Hey, I've got the same kind of problem. 3 years of college under my belt, but I switched schools, switched majors, and don't have a job anymore. Right now I'm just trying to not get sucked back into the same procrastinating habits, which isn't going well, but otherwise, I guess you've gotta find some things to distract you while you're getting used to the new community. I mean I pretty much didn't have any friends when I first started college, then I started partying and made some friends, but then I found out they were all fake and full of s***, so I decided I needed a new start.
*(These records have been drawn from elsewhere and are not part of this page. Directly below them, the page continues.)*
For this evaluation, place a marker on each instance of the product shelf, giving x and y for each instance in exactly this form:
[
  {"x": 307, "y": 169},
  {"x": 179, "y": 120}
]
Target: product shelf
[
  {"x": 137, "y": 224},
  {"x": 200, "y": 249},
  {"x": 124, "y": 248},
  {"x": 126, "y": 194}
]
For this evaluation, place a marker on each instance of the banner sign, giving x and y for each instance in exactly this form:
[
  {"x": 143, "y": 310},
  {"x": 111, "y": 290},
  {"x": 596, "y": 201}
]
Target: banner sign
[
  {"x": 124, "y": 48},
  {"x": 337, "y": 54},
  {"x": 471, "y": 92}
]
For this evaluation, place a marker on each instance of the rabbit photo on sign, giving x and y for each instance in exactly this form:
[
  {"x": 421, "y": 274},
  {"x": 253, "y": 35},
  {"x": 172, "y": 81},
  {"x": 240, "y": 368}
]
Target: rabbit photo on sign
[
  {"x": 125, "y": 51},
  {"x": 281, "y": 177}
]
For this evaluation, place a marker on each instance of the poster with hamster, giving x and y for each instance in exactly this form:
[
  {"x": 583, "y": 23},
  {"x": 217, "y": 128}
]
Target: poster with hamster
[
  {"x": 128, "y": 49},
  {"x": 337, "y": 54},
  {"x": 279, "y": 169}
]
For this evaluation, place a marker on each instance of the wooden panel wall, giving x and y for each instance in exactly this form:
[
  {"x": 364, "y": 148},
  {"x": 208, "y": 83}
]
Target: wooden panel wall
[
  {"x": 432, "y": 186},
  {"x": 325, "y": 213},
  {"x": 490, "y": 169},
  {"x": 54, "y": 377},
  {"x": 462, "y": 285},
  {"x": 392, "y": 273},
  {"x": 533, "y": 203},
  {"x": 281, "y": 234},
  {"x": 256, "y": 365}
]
At this point, I'd rather just have more time to myself to focus and get my career started than a big circle of friends who I probably won't even talk to in a couple years.


----------



## crazaylulu

I met one of my best guy friends in a chemistry lab this year.
He is 28. Honestly I couldn't tell the difference, I thought he was like 20! 
And he is graduating this semester and he is applying to medical school. Which means he still has at least another 8 years to go, so don't feel like you are starting too late or can't make friendships. Nobody can really tell, or really cares what your age is since they are all adults.


----------



## bornbroken

I go to university but there are plenty of old people there, I mean like 40s and 50s. 24 is still really young!! Plus in uni people tend to care a lot less about age.
For meeting people, a lot sit every other seat. It will feel like you are crowding them but ALWAYS sit right next to someone and start a conversation as soon as you sit (it is harder to start one later). If you don't click sit next to a different person next time.
Convo starters: Have you had this prof? what have you heard about this course? How's your day going? Or even.... Is this seat taken? No? Perfect, I'm BLANK by the way. *extend hand to shake*


----------